BVerfG zum Luftangriff bei Kundus: BGH-Ent­schei­dung hält, Amts­haf­tungs­an­sprüche aber grund­sätz­lich denkbar

16.12.2020

Das BVerfG hat eine Verfassungsbeschwerde von Hinterbliebenen von Opfern des Kundus Luftangriffs nicht zur Entscheidung angenommen. Es ließ dabei aber durchblicken, dass Schadensersatzansprüche grundsätzlich bestehen könnten.

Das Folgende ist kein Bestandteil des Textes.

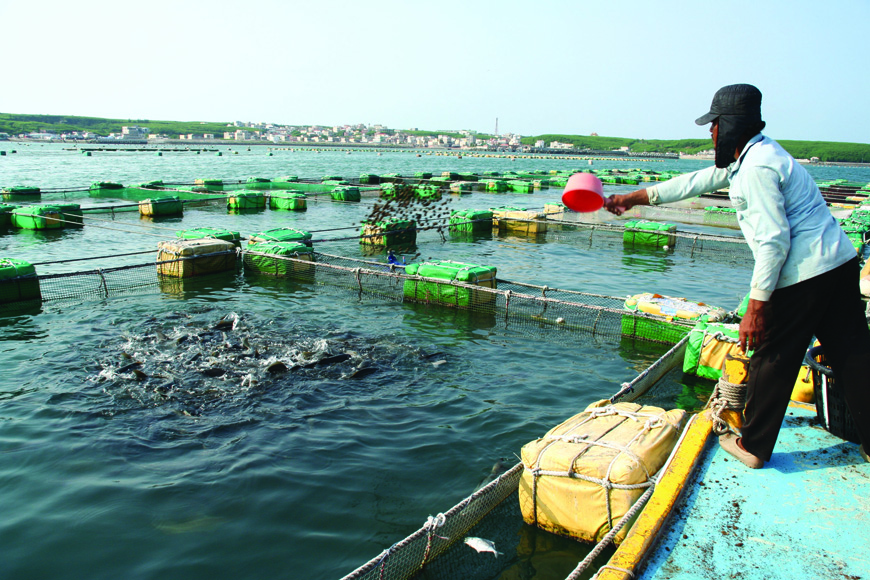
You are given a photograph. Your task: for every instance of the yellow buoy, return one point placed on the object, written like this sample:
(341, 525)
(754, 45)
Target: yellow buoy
(803, 386)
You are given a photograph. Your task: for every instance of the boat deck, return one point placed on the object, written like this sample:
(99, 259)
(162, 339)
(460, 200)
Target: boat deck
(806, 514)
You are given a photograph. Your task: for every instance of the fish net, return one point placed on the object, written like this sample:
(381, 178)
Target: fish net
(524, 308)
(437, 549)
(417, 556)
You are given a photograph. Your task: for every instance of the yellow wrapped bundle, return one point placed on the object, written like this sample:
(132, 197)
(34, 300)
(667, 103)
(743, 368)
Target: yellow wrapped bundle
(204, 256)
(585, 474)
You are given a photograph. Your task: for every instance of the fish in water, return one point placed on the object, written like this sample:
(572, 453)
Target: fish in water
(481, 545)
(223, 325)
(330, 360)
(129, 367)
(363, 372)
(276, 367)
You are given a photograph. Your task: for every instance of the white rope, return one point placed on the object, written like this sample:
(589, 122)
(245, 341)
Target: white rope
(625, 571)
(726, 395)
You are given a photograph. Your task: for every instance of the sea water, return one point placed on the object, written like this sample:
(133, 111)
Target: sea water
(172, 473)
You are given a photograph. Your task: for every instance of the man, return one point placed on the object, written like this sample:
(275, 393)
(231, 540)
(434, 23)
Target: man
(805, 278)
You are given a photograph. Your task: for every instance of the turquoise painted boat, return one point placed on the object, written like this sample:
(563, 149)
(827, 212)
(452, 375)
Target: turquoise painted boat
(705, 515)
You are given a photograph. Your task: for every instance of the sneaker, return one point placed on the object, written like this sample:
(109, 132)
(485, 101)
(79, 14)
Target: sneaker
(729, 442)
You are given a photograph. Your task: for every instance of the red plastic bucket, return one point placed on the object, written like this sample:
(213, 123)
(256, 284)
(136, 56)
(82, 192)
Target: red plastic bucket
(583, 193)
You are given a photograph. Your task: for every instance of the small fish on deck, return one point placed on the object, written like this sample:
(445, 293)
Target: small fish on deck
(482, 545)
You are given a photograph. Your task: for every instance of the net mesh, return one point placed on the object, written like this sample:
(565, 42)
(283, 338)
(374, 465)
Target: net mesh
(522, 307)
(407, 558)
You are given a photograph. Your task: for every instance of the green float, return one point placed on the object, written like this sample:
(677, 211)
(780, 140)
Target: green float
(160, 206)
(471, 220)
(648, 233)
(281, 235)
(345, 193)
(389, 233)
(273, 264)
(246, 201)
(37, 217)
(213, 233)
(448, 293)
(289, 200)
(18, 281)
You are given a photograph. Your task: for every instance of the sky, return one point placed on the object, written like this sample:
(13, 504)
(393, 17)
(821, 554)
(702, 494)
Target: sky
(638, 69)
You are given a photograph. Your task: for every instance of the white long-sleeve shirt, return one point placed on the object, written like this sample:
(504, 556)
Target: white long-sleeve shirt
(781, 212)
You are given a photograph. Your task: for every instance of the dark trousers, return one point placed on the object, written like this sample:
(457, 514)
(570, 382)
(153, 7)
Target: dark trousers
(830, 308)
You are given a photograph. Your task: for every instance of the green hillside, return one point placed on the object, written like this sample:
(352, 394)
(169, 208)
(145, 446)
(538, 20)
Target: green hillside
(17, 124)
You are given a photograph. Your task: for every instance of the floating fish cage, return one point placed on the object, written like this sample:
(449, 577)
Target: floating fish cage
(246, 201)
(281, 259)
(369, 179)
(258, 183)
(665, 316)
(427, 192)
(71, 213)
(290, 200)
(345, 193)
(6, 214)
(198, 257)
(465, 295)
(519, 220)
(281, 235)
(463, 187)
(211, 233)
(18, 281)
(22, 190)
(471, 220)
(37, 217)
(649, 233)
(167, 205)
(389, 233)
(517, 186)
(497, 185)
(105, 185)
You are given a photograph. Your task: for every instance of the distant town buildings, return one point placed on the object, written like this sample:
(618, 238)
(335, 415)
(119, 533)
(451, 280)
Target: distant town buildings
(350, 135)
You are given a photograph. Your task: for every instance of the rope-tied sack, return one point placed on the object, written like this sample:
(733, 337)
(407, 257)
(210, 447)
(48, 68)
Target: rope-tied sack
(585, 474)
(726, 396)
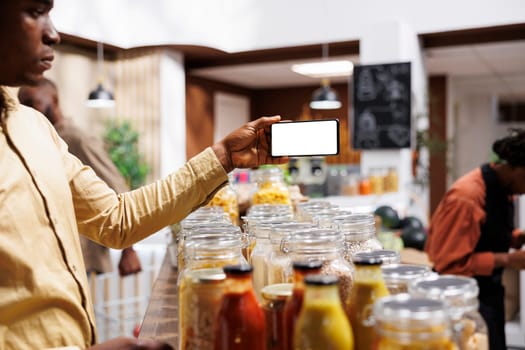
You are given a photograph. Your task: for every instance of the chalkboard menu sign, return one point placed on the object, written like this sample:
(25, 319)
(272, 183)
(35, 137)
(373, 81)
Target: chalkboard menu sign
(381, 98)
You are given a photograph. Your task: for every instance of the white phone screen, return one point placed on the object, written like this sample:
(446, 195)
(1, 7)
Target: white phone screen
(305, 138)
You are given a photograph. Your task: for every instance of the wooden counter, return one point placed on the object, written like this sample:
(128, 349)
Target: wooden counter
(161, 321)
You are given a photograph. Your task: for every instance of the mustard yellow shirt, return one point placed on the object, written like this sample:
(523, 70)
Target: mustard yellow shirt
(46, 197)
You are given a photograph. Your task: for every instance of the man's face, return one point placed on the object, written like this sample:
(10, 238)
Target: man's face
(26, 39)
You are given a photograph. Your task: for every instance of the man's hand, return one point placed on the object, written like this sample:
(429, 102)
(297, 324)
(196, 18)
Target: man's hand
(131, 344)
(129, 262)
(248, 146)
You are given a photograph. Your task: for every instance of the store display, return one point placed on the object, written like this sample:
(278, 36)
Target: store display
(322, 322)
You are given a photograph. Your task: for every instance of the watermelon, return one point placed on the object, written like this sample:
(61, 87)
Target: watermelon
(389, 217)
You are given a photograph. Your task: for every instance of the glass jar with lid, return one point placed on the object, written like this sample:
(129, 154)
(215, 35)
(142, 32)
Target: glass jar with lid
(460, 294)
(271, 188)
(403, 322)
(199, 302)
(398, 276)
(226, 198)
(279, 266)
(322, 322)
(198, 231)
(386, 256)
(368, 287)
(325, 245)
(359, 232)
(274, 298)
(260, 253)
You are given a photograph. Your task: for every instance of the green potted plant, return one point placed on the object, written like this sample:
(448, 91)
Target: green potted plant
(121, 140)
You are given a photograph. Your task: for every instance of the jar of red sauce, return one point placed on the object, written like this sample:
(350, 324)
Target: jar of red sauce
(240, 324)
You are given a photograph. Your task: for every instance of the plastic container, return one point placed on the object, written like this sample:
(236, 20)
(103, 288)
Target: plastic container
(398, 276)
(403, 322)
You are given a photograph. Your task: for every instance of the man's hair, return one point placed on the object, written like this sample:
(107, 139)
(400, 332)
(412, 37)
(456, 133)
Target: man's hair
(511, 149)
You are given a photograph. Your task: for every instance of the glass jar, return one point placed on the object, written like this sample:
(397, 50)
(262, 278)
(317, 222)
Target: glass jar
(326, 246)
(294, 304)
(306, 210)
(398, 276)
(368, 287)
(226, 198)
(202, 231)
(279, 265)
(271, 188)
(388, 257)
(322, 323)
(200, 299)
(274, 298)
(460, 294)
(359, 232)
(240, 324)
(403, 322)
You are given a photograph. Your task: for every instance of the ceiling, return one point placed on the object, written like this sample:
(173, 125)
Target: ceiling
(498, 59)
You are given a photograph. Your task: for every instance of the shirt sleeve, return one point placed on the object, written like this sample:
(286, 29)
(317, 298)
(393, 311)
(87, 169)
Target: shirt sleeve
(453, 235)
(92, 153)
(118, 221)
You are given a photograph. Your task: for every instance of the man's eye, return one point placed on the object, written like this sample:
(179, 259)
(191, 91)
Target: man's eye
(37, 12)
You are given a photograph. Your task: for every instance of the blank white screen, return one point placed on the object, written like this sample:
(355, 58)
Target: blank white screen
(305, 138)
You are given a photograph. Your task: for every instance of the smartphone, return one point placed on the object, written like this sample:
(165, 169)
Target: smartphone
(305, 138)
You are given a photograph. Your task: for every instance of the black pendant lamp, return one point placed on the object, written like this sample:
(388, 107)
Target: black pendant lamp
(100, 97)
(325, 97)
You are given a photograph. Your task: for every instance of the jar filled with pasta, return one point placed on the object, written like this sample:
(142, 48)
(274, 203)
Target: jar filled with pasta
(271, 188)
(202, 293)
(324, 245)
(359, 233)
(403, 322)
(226, 198)
(460, 294)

Die zivilrechtliche Versagung von Amtshaftungsansprüchen von Opfern eines Auslandseinsatzes der Bundeswehr verstößt nicht gegen das Grundgesetz. Das Bundesverfassungsgericht (BVerfG) hat eine dagegen gerichtete Verfassungsbeschwerde nicht zur Entscheidung angenommen (Beschl. v. 18.11.2020, Az. 2 BvR 477/17). Die Karlsruher Verfassungsrichter ließen in ihrem Beschluss aber erkennen, dass solche Amtshaftungsansprüche nicht grundsätzlich abgelehnt werden könnten.

Die Beschwerdeführer sind Angehörige von Opfern, die bei dem sogenannten Kundus-Luftangriff im September 2009 in Afghanistan getötet wurden. Der Angriff wurde von einem Oberst i.G. der Bundeswehr angeordnet und richtete sich gegen eine Gruppe von Taliban-Kämpfern, die zwei Tanklastwagen entführt hatten. Der Oberst i.G. hatte vor dem Luftschlag mehrfach bestätigt bekommen, dass sich keine Zivilisten in den Lastwagen befänden. Bei der daraufhin von ihm angeordneten Attacke mit der Hilfe von US-amerikanischen Kampfflugzeugen wurden jedoch auch zahlreiche Zivilisten getötet oder verletzt, wie später bekannt wurde.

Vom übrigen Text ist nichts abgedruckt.